On the other hand, a number of connecting slots 75 can be formed in a face of the disk plate 60 and the connecting projections 61 can be formed in a face of the coupling portion 73. The number of connecting slots 75 is the same as that of connecting projections 61.
While it has illustrated in this embodiment that six projections 34 and three break portions 33 are formed, the number of the projections 34 is not limited to 6 or the number of the break portions 33 is not also limited to 3.
Hereinafter an assembly process of this embodiment will be described with reference to FIGS. 6 and 8. The bearing 50 is fixed to the inner periphery of the insert porction 71 of the connector member 70, and the insert portion 71 is tightly fixed to the inner periphery of the pulley 10 via press fit or double injection. Then, the connecting projections 61 of the disk plate 60 are inserted into the connecting slots 75 of the coupling portion 73. Preferably, the dampers 80 are interposed between the connecting slots 75 and the connecting projections 61 as described above. A rotational shaft (not shown) of the compressor is coupled with the hub 22 to complete the assembly process.

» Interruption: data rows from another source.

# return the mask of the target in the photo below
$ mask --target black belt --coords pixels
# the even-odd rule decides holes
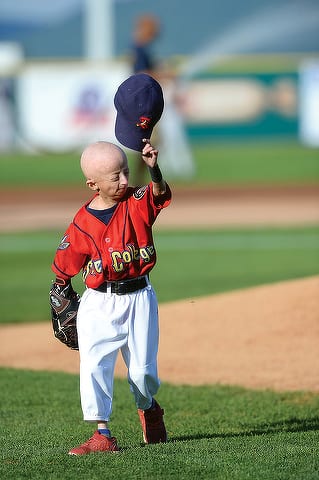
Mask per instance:
[[[106,293],[111,287],[111,293],[116,295],[125,295],[126,293],[136,292],[147,286],[147,277],[130,278],[119,282],[104,282],[94,288],[98,292]]]

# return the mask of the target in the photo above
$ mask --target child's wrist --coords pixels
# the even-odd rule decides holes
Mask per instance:
[[[148,170],[150,172],[152,182],[161,183],[163,175],[158,164],[154,165],[154,167],[148,167]]]

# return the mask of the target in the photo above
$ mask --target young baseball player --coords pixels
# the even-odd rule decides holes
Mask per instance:
[[[119,88],[115,105],[117,138],[129,148],[140,148],[151,182],[141,188],[129,186],[126,154],[113,143],[89,145],[81,156],[81,169],[94,195],[76,213],[57,249],[53,288],[71,295],[71,278],[82,271],[86,290],[77,314],[80,395],[84,420],[97,428],[70,455],[119,450],[108,424],[119,351],[144,442],[167,440],[164,411],[154,399],[160,385],[158,304],[149,273],[156,263],[152,226],[169,205],[171,192],[157,163],[158,150],[143,139],[161,115],[163,98],[153,79],[134,77]],[[137,115],[132,128],[127,108],[132,118]],[[138,125],[145,121],[147,128]]]

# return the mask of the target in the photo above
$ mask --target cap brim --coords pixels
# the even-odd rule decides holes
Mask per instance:
[[[117,140],[124,145],[137,152],[141,152],[145,146],[144,138],[151,138],[153,127],[141,129],[132,124],[121,114],[117,113],[115,120],[115,136]]]

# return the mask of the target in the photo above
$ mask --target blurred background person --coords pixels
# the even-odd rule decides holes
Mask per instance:
[[[161,32],[157,17],[145,13],[136,18],[130,52],[132,73],[147,73],[162,85],[165,108],[161,122],[153,132],[152,141],[163,150],[163,171],[169,177],[191,177],[194,162],[185,135],[183,119],[178,111],[182,97],[178,94],[178,83],[171,68],[157,59],[152,46]],[[145,164],[140,155],[135,155],[133,183],[143,185]]]

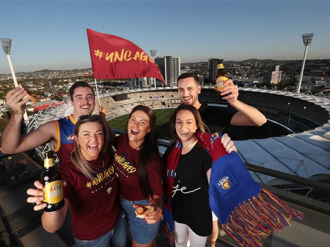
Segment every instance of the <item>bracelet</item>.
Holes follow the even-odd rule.
[[[161,208],[160,204],[158,202],[155,202],[152,204],[151,204],[150,206],[153,206],[154,208],[156,208],[156,206],[158,207],[158,208]]]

The operation of the clutchless compressor of this embodiment will not be described since it is substantially the same as the afore-described one of the first embodiment. In this embodiment, the connector member 70 may have only three components
of the flange 72, the coupling portion 73 and the break portions 74 without the insert portion 71 to be fixedly inserted into a front face of the pulley 10.
Industrial Applicability According to the clutchless compressor of the invention, the pulley is coupled with the disk plate via the connector member which is tightly fixed to the pulley, and the break portions in the connector member are broken in order to reduce the number of components necessary for coupling and breaking thereby to save manufacturing cost and facilitate assembly. Further, the break portions are attached to the insert portion and the coupling portion of the connector member even after being broken in order not to obstruct rotation of the pulley so that power transmission can be reliably interrupted.